In 2011, Dalia moved to Crown Heights with her four sons after the sudden death of her husband. A mutual friend suggested Perl reach out to Dalia and shortly after meeting, they formed Bulletproof Stockings. The name was inspired by the thick style of stockings worn by certain sects of Hasidic women.

“We had a funny moment when we first met. We have both been previously married so we both cover our hair with wigs. I had a wig head on my dresser. When she came in she said, ‘What is that for—dress up?’ Since I am a single girl, she hadn’t thought that I had been married before,” Perl said.

Since 2011, Perl and Dalia have recorded an EP and are currently working on their first full-length album. The music paired with Perl’s soulful vocals produce a sound that falls somewhere between Cat Power's You Are Free and Fiona Apple's When the Pawn… They also play traditional religious melodies.

“Most of our music is original, but we throw in Hasidic melodies as well. With a more secular crowd we are like, When do we hit them with the Hasidic? But people love it. More secular people come over and rave about the Hasidic stuff,” said Perl.

Over the past two and a half years, Bulletproof Stockings have played shows for their community and at women’s universities and festivals. But Arlene’s was the first time they rocked a well-known venue with a secular crowd. According to them, it has been difficult for places to agree to turn away half of an audience.
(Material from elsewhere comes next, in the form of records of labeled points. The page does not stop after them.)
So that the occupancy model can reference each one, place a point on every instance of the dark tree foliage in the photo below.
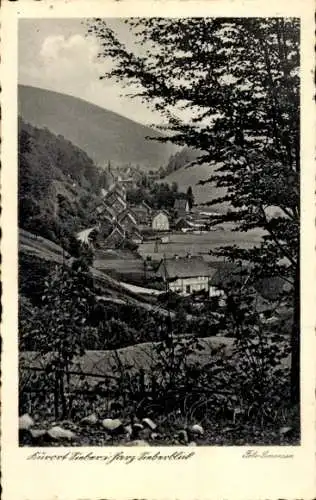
(239, 78)
(190, 197)
(54, 177)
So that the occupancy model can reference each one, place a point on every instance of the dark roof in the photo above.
(271, 288)
(228, 275)
(183, 267)
(180, 203)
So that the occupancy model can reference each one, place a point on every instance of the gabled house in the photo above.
(116, 202)
(181, 207)
(120, 190)
(85, 235)
(184, 275)
(116, 238)
(127, 219)
(160, 221)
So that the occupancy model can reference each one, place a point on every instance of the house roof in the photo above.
(116, 230)
(228, 275)
(127, 213)
(163, 212)
(271, 288)
(183, 267)
(180, 203)
(148, 207)
(83, 236)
Dalia and Perl had to hit the streets to gain signatures supporting their women-only show for Arlene’s to move forward with their performance. To their surprise, the night of the show brought a packed crowd, many intrigued by the novelty of a Hasidic all-girl band playing to an all-female crowd.


“We are making a conscious choice as two adult women to cut out half of our audience because we see how women are moved by an environment like that,” said Perl. “The energy is totally different. The girls are much nicer to each other. It is like a sisterhood.”

Although many women have been excited about the idea of a single sex space, Bulletproof Stockings has received a lot of backlash about their decision to close their shows to men.

“We had someone tell us we should make an apology to the people of the United States because we are such bigots,” said Dalia.

“Guys are really having a hard time with it. I think a lot of it has to do with the fact we are Hasidic. A lot of people have misconceptions. They say we are oppressed, because we are just 'baby machines,'” said Perl. “People are also running away with the feminist thing, saying we must hate men or be lesbians. No one is really getting what we are saying. We just want an all girl party. Is it that big of a deal?”

Many women have also accused Bulletproof Stockings of banning lesbians and transgender people or assuming that you must follow their rules of modesty to attend their shows.

“I think the main point that is getting brushed over is that our shows are for women. People ask can lesbians come? Can transgender people come?  If you’re a woman, come to our shows,” said Perl. “What if a guy comes in drag and gets in? Do I have to dress modestly? Can I come if I am not Jewish? Judaism does not preach that anyone else needs to keep the Torah.  We don’t enforce our laws on other people. We are who we are and hopefully girls will be excited and find inspiration in that. The more diverse our shows, the better.”

The ladies of Bulletproof Stockings are scheduled to play another women-only show at Matchless in Williamsburg, Brooklyn on September 10.